The Twins did just that, selecting right-hander Terry Doyle from the White Sox. On the surface, Doyle owns an impressive minor-league resume; over four seasons, he's posted a 2.94 ERA, 1.14 WHIP and 381-to-97 strikeout-to-walk ratio over 422 2/3 innings. He also excelled in the hitter-friendly Arizona Fall League this year, going 4-0 with a 1.98 ERA and 0.66 WHIP over eight starts.
Those are great numbers, but they lose much of their luster when you consider his age. Doyle pitched well enough in Double-A this season, going 7-5 with a 3.24 ERA after being promoted in May, but it was his first time reaching that level and he was 25. He turned 26 in early November and still hasn't sniffed Triple-A.
Doyle's gaudy 8.1 K/9 rate in the minors is misleading, since it is heavily weighted by his dominant efforts in the lower levels. His strikeout rate has dropped precipitously as he's climbed the minor-league ladder thanks to an arsenal that could hardly be described as dominant.

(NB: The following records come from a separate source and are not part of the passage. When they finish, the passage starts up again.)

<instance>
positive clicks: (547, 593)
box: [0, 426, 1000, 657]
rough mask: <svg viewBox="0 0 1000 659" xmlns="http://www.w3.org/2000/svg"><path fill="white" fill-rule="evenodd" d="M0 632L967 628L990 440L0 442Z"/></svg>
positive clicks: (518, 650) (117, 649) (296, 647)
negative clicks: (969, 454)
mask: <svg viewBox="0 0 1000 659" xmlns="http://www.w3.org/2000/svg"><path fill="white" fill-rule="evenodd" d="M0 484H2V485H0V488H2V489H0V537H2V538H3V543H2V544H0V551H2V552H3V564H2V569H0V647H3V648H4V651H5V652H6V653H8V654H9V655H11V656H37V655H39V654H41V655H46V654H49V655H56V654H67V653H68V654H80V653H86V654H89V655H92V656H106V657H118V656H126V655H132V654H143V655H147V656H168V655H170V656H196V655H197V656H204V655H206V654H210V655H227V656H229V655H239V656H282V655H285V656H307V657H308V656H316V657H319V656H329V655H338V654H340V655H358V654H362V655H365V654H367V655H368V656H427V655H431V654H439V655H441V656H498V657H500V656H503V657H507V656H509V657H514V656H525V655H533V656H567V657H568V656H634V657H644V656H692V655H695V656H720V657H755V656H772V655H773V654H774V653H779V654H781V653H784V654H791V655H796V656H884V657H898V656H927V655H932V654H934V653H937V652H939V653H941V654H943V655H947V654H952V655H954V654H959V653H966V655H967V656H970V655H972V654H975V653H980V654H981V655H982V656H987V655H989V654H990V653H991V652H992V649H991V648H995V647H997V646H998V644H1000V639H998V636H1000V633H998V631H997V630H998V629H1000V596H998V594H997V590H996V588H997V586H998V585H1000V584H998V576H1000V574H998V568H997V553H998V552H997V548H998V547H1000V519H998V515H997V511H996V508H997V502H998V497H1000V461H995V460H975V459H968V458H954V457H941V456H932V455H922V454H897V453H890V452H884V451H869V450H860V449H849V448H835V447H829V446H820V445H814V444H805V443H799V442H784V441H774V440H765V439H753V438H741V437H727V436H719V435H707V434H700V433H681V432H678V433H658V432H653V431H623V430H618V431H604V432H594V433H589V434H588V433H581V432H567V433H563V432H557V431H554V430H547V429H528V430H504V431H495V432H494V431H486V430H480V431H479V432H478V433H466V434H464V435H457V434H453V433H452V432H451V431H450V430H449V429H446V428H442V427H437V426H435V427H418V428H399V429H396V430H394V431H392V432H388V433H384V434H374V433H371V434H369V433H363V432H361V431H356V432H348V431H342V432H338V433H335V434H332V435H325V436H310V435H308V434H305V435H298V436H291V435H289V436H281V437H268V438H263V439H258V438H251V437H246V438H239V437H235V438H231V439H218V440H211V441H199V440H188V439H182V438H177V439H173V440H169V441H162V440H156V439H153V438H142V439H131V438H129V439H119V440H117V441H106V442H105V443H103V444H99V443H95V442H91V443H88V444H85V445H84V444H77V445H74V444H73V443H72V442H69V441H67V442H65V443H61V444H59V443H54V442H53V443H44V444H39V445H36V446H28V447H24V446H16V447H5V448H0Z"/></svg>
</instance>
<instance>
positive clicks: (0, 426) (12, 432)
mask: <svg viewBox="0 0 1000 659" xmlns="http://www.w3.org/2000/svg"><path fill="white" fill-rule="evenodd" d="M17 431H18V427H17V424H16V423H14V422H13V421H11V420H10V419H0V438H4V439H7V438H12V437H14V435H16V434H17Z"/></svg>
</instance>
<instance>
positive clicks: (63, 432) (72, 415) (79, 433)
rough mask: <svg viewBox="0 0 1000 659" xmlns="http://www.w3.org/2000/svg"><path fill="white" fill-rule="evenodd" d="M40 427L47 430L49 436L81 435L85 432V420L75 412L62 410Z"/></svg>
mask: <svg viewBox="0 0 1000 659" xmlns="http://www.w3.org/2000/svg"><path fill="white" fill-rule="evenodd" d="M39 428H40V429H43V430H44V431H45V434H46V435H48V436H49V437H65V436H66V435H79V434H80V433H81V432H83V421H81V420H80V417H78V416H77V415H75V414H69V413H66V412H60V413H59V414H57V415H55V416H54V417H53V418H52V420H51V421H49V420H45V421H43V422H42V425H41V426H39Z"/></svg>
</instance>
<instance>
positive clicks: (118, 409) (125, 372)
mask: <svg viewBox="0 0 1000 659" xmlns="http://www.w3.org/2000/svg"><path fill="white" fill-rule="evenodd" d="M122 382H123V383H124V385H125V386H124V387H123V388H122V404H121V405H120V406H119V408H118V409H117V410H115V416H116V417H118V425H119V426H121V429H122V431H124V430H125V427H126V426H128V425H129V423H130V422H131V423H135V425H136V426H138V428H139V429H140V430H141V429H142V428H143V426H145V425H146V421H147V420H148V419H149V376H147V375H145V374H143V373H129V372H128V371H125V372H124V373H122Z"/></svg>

Kevin Goldstein, a prospect guru for Baseball Prospectus, offered the following assessment to White Sox blogger JJ Stankevitz earlier this offseason:
Big, big dude. Classic frame, but not much stuff. Upper 80s fastball that scrapes 90-92 at times, better pitch is a mid-80s cutter with some bite. Average curveball and change. He succeeds by hitting his spots and working low in the zone, but there are plenty of questions, and understandably so, about his ability to miss the bats of more advanced hitters. Perfect world is probably middle relief.Remind you of anyone? Because, to me, it sounds an awful lot like Nick Blackburn. The two share plenty of commonalities, ranging from their size (both are 6-foot-4 and around 230 lbs) to their middling stuff to their late arrival in the majors.
The best-case scenario is that Doyle develops into a Blackburn type -- a pitch-to-contact righty who peppers the edges of the strike zone with cutters and keeps the ball on the ground. One thing he's consistently done a great job of is limiting home runs, as he's allowed just 27 in 422 career innings.
Sure, it would have been nice for the Twins to take a flier on someone with higher upside, especially since they may very well have the luxury of allowing that player take his lumps in a lost season (a la Johan Santana in 2000), but there aren't many guys with big arms that are remotely close to the majors sitting outside of 40-man rosters.
Doyle has a chance to be useful next year as a long reliever and swing man, and as things currently stand he'd only be nudging a player like Anthony Swarzak or Scott Diamond off the 25-man roster.